Letztes Update am Do, 11.07.2019 03:28

APA / Tiroler Tageszeitung Onlineausgabe


Italien baut Kooperation mit libyscher Küstenwache aus



Italien baut zum Eindämmen der Migration von Bootsflüchtlingen über das Mittelmeer die umstrittene Zusammenarbeit mit der libyschen Küstenwache aus. Um Menschenschlepperei zu bekämpfen, werde die italienische Regierung die Küstenwache mit Material und Training noch mehr unterstützen, teilte die Regierung in Rom am Mittwochabend mit.

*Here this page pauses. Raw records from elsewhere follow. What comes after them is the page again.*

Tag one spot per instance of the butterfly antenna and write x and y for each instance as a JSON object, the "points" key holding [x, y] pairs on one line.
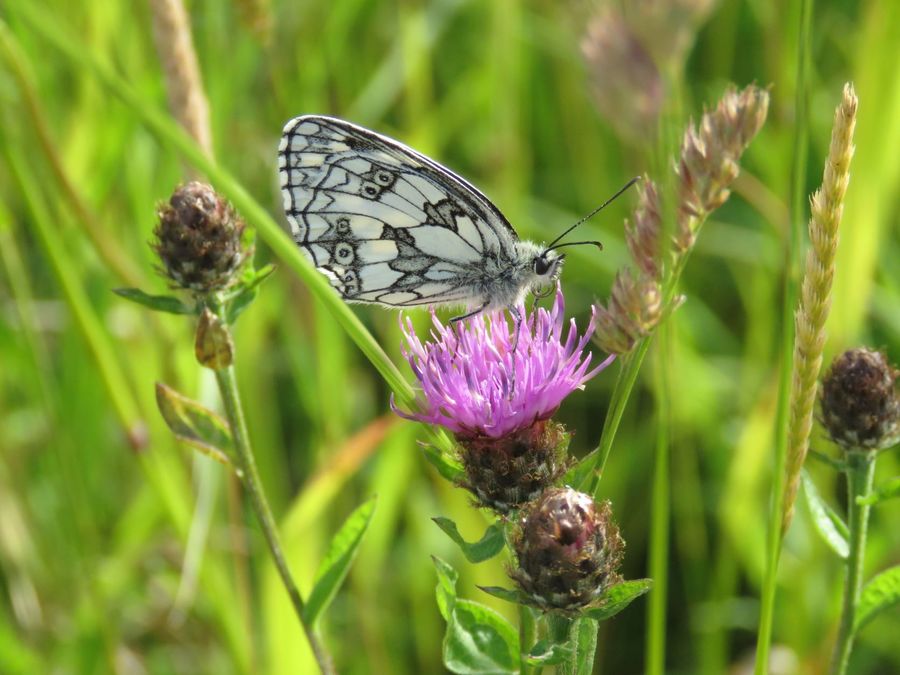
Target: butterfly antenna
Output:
{"points": [[592, 214], [577, 243]]}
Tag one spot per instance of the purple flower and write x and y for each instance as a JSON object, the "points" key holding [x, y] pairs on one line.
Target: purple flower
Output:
{"points": [[476, 384]]}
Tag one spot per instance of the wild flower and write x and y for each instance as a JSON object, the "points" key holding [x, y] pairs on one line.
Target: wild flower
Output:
{"points": [[496, 389]]}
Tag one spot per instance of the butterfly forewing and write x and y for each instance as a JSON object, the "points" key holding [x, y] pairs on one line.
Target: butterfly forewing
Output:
{"points": [[384, 223]]}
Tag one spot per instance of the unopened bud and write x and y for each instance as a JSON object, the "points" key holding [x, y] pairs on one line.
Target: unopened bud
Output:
{"points": [[213, 345], [568, 550], [199, 239], [860, 405]]}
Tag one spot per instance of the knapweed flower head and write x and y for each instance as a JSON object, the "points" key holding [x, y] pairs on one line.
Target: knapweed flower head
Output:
{"points": [[200, 239], [480, 378], [568, 550], [860, 403], [496, 386]]}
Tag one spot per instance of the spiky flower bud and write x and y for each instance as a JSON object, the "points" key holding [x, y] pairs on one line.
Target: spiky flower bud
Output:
{"points": [[568, 550], [860, 404], [504, 473], [199, 239]]}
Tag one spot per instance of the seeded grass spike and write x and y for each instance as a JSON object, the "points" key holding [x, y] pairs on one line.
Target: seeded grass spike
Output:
{"points": [[815, 301], [707, 166]]}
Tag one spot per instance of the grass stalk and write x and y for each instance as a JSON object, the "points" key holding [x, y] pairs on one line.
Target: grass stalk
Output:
{"points": [[791, 283], [655, 641]]}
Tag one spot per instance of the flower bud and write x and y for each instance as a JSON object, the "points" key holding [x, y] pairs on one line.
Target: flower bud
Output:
{"points": [[199, 239], [504, 473], [860, 405], [568, 550]]}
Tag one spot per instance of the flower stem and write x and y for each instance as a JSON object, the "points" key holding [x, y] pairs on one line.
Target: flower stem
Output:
{"points": [[658, 553], [527, 634], [860, 475], [251, 481]]}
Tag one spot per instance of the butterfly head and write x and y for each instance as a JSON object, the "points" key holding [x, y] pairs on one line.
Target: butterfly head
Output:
{"points": [[546, 266]]}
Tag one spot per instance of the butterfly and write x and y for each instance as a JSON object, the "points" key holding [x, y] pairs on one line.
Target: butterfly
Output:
{"points": [[389, 226]]}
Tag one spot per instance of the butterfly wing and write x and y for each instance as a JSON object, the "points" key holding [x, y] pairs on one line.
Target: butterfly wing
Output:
{"points": [[384, 223]]}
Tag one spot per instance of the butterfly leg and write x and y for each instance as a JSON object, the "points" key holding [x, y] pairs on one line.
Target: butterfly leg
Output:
{"points": [[468, 315]]}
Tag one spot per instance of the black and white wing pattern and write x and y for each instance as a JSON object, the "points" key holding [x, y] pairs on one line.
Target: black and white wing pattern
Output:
{"points": [[388, 225]]}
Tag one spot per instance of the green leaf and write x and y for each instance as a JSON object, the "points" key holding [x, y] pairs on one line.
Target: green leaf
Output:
{"points": [[881, 593], [484, 549], [479, 640], [546, 653], [247, 292], [884, 492], [578, 475], [836, 464], [504, 594], [448, 467], [828, 524], [618, 597], [194, 424], [159, 303], [446, 588], [334, 567]]}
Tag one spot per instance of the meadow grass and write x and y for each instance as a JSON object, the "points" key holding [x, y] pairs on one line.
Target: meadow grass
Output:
{"points": [[122, 551]]}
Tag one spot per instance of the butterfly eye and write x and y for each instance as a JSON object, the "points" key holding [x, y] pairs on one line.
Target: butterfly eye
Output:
{"points": [[384, 178], [541, 266]]}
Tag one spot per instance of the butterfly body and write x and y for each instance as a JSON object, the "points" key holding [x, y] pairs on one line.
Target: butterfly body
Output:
{"points": [[389, 226]]}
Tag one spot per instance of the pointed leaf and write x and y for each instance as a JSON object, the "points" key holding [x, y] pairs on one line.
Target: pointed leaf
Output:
{"points": [[507, 594], [884, 492], [828, 524], [484, 549], [445, 591], [445, 465], [479, 640], [546, 653], [618, 597], [160, 303], [194, 424], [577, 476], [247, 292], [881, 593], [334, 567]]}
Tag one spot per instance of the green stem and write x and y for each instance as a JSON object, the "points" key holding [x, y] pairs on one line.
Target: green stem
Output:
{"points": [[253, 485], [527, 636], [860, 476], [655, 647], [791, 283], [631, 366]]}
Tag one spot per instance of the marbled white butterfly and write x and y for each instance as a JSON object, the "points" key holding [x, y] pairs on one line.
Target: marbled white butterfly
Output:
{"points": [[388, 225]]}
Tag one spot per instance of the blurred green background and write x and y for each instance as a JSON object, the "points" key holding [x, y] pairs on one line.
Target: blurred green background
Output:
{"points": [[130, 554]]}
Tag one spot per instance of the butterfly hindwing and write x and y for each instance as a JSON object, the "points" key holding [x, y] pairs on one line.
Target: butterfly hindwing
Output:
{"points": [[384, 223]]}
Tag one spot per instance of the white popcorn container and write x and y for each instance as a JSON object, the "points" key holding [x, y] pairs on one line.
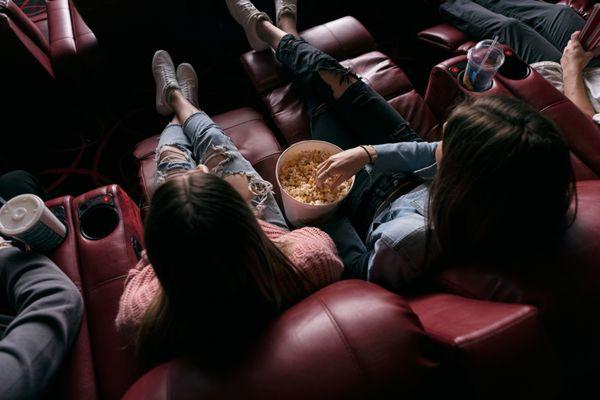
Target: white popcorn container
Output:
{"points": [[298, 213], [27, 219]]}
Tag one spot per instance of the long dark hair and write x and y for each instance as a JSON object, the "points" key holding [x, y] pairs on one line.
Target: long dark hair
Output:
{"points": [[504, 184], [221, 277]]}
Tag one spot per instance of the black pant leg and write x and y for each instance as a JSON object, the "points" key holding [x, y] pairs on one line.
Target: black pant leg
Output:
{"points": [[481, 23], [371, 118], [324, 124], [555, 22], [18, 182], [362, 115]]}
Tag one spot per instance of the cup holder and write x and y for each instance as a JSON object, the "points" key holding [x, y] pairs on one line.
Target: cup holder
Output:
{"points": [[98, 221], [461, 82]]}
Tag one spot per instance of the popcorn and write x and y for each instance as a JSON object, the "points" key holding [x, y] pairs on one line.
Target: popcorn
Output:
{"points": [[298, 179]]}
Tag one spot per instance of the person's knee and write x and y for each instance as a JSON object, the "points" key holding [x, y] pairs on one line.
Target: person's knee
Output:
{"points": [[565, 12], [510, 25], [337, 81]]}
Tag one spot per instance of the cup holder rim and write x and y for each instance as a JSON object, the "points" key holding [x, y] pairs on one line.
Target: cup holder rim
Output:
{"points": [[527, 73], [87, 217], [459, 78]]}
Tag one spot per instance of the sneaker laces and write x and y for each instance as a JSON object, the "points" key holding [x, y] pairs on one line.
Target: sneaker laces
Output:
{"points": [[167, 74], [247, 9]]}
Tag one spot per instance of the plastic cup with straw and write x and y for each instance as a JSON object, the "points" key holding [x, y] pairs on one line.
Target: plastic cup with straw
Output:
{"points": [[479, 75]]}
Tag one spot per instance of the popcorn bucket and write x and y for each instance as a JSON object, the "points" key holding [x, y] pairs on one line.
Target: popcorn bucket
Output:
{"points": [[297, 212]]}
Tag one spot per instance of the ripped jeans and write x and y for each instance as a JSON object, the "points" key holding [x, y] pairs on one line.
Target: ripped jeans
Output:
{"points": [[359, 116], [197, 142]]}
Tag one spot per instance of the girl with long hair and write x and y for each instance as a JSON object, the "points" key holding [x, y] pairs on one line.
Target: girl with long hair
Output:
{"points": [[220, 261], [501, 184]]}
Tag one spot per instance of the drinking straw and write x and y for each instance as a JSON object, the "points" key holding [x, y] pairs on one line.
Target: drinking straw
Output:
{"points": [[487, 55]]}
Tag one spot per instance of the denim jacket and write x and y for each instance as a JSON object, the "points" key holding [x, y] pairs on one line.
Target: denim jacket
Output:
{"points": [[393, 252]]}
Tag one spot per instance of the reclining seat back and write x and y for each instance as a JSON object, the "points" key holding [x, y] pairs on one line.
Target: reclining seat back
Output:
{"points": [[48, 37], [347, 40]]}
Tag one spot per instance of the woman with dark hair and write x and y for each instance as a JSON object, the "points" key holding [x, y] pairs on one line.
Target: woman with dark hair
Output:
{"points": [[503, 181], [221, 261]]}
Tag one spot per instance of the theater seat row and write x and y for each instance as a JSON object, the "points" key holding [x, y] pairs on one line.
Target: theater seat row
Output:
{"points": [[485, 326], [55, 42]]}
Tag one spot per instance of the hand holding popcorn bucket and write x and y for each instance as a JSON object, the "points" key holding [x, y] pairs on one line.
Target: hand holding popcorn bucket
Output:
{"points": [[303, 202]]}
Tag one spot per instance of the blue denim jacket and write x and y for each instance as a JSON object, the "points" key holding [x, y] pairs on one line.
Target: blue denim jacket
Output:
{"points": [[393, 252]]}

Der von der EU unterstützte Deal sieht vor, dass die Libyer Bootsflüchtlinge auf dem Weg nach Europa auf dem Mittelmeer abfangen und wieder in das Bürgerkriegsland zurückbringen. Er ist hoch umstritten, weil Migranten in dem Land schwerste Misshandlungen drohen. Hilfsorganisationen machen seit Jahren auf die unmenschlichen Zustände in den Internierungslagern aufmerksam.

Die Zahl der Flüchtlingsankünfte in Italien hat sich seit der Vereinbarung drastisch verringert. Jedoch kommen mehr Menschen mit kleinen Booten selbstständig an den italienischen Küsten an - vor allem aus Tunesien. Ministerpräsident Giuseppe Conte werde daher Gespräche mit dem tunesischen Premier Youssef Chahed aufnehmen, wie die Küste des nordafrikanischen Landes besser geschützt werden könne, hieß es in der Mitteilung.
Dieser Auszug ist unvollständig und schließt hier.